WOLFcon 2024 - Understanding and Using AI Workflows with FOLIO

23 September 2024


Natural Language Processing

Natural Language Processing2 or NLP is a set of machine learning technologies for interpreting, generating, and comprehending human languages. Some examples of NLP processes include:

  • Language translation - Translating text from one language to another.
  • Text summarization - Summarizing the main points from a large text.
  • Named Entity Recognition - Tagging words or phrases such as proper names of people, places, and concepts.
  • Part of Speech Tagging - Identifying grammar components like nouns, verbs, and adjectives in a text sample.
  • Sentiment analysis - Classifying the emotional or subjective tone in a text sample.
  • Text Generation - Generating text usually based on a prompt.

Use in Libraries

NLP has been used in libraries in the following ways:

  • Extracting entities from semi-structured text or library metadata.
  • Improving search functionality through semantic understanding
  • Automating cataloging and classification processes
  • Enhancing user interfaces with natural language queries
  • Assisting in content recommendations based on user preferences

NLP Software

Choosing the right NLP software depends on your specific needs and technical expertise.

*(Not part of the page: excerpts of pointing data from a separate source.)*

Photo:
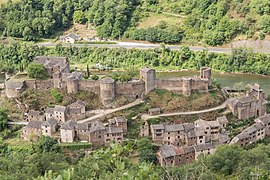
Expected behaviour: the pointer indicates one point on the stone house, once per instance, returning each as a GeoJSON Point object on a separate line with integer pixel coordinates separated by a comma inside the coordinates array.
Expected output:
{"type": "Point", "coordinates": [258, 131]}
{"type": "Point", "coordinates": [67, 131]}
{"type": "Point", "coordinates": [76, 110]}
{"type": "Point", "coordinates": [176, 134]}
{"type": "Point", "coordinates": [154, 111]}
{"type": "Point", "coordinates": [252, 105]}
{"type": "Point", "coordinates": [175, 156]}
{"type": "Point", "coordinates": [205, 149]}
{"type": "Point", "coordinates": [70, 38]}
{"type": "Point", "coordinates": [49, 127]}
{"type": "Point", "coordinates": [32, 131]}
{"type": "Point", "coordinates": [144, 129]}
{"type": "Point", "coordinates": [33, 115]}
{"type": "Point", "coordinates": [265, 120]}
{"type": "Point", "coordinates": [58, 112]}
{"type": "Point", "coordinates": [118, 122]}
{"type": "Point", "coordinates": [250, 135]}
{"type": "Point", "coordinates": [211, 129]}
{"type": "Point", "coordinates": [169, 155]}
{"type": "Point", "coordinates": [114, 134]}
{"type": "Point", "coordinates": [97, 133]}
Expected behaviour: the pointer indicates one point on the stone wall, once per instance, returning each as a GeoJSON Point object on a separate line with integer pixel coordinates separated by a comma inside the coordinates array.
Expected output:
{"type": "Point", "coordinates": [130, 89]}
{"type": "Point", "coordinates": [39, 84]}
{"type": "Point", "coordinates": [89, 85]}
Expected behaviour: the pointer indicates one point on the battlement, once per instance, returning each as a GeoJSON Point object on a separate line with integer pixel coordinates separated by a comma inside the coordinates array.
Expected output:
{"type": "Point", "coordinates": [107, 88]}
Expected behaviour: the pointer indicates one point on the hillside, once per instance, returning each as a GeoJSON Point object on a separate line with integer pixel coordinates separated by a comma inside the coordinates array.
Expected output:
{"type": "Point", "coordinates": [212, 22]}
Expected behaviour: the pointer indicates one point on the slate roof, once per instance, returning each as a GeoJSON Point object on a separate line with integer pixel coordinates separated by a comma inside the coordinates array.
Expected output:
{"type": "Point", "coordinates": [49, 122]}
{"type": "Point", "coordinates": [33, 113]}
{"type": "Point", "coordinates": [173, 127]}
{"type": "Point", "coordinates": [34, 124]}
{"type": "Point", "coordinates": [154, 110]}
{"type": "Point", "coordinates": [167, 151]}
{"type": "Point", "coordinates": [114, 130]}
{"type": "Point", "coordinates": [107, 80]}
{"type": "Point", "coordinates": [60, 108]}
{"type": "Point", "coordinates": [206, 146]}
{"type": "Point", "coordinates": [49, 111]}
{"type": "Point", "coordinates": [157, 126]}
{"type": "Point", "coordinates": [222, 120]}
{"type": "Point", "coordinates": [265, 119]}
{"type": "Point", "coordinates": [96, 126]}
{"type": "Point", "coordinates": [70, 125]}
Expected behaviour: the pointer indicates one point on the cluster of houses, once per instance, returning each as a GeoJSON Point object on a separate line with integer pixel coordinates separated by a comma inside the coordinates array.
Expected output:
{"type": "Point", "coordinates": [183, 143]}
{"type": "Point", "coordinates": [65, 119]}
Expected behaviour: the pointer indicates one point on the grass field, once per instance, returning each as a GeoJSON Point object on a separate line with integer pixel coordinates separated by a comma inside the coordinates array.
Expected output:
{"type": "Point", "coordinates": [154, 19]}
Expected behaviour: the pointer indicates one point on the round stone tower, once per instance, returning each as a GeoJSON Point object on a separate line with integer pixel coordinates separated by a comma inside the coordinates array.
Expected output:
{"type": "Point", "coordinates": [107, 91]}
{"type": "Point", "coordinates": [187, 86]}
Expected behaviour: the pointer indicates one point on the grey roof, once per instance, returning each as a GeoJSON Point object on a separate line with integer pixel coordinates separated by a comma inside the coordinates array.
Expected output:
{"type": "Point", "coordinates": [206, 146]}
{"type": "Point", "coordinates": [107, 80]}
{"type": "Point", "coordinates": [173, 127]}
{"type": "Point", "coordinates": [222, 120]}
{"type": "Point", "coordinates": [167, 151]}
{"type": "Point", "coordinates": [189, 149]}
{"type": "Point", "coordinates": [114, 130]}
{"type": "Point", "coordinates": [157, 126]}
{"type": "Point", "coordinates": [14, 84]}
{"type": "Point", "coordinates": [34, 124]}
{"type": "Point", "coordinates": [265, 119]}
{"type": "Point", "coordinates": [49, 122]}
{"type": "Point", "coordinates": [60, 108]}
{"type": "Point", "coordinates": [188, 126]}
{"type": "Point", "coordinates": [120, 119]}
{"type": "Point", "coordinates": [96, 126]}
{"type": "Point", "coordinates": [33, 113]}
{"type": "Point", "coordinates": [223, 138]}
{"type": "Point", "coordinates": [73, 36]}
{"type": "Point", "coordinates": [154, 110]}
{"type": "Point", "coordinates": [83, 126]}
{"type": "Point", "coordinates": [49, 111]}
{"type": "Point", "coordinates": [246, 99]}
{"type": "Point", "coordinates": [70, 125]}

  • Annif - A platform that uses subject vocabularies like FAST1, to train a model on a corpus of data and then provides subject suggestions.
  • NLTK - An open-source platform and Python package that provides interfaces to a number of corpus and documents as well as a rich set of classification, tokenization, stemming, tagging, parsing, and semantic reasoning libraries.
  • spaCy - An open-source Python package that offers tooling for named entity-matching, test summarization, part of speech tagging, and sentiment analysis as well as tools for model training and large language model integrations.
  • CoreNLP - An open-source Java library that includies token and sentence boundaries, parts of speech, named entities, numeric and time values, dependency and constituency parsing, sentiment analysis, and quote attributions.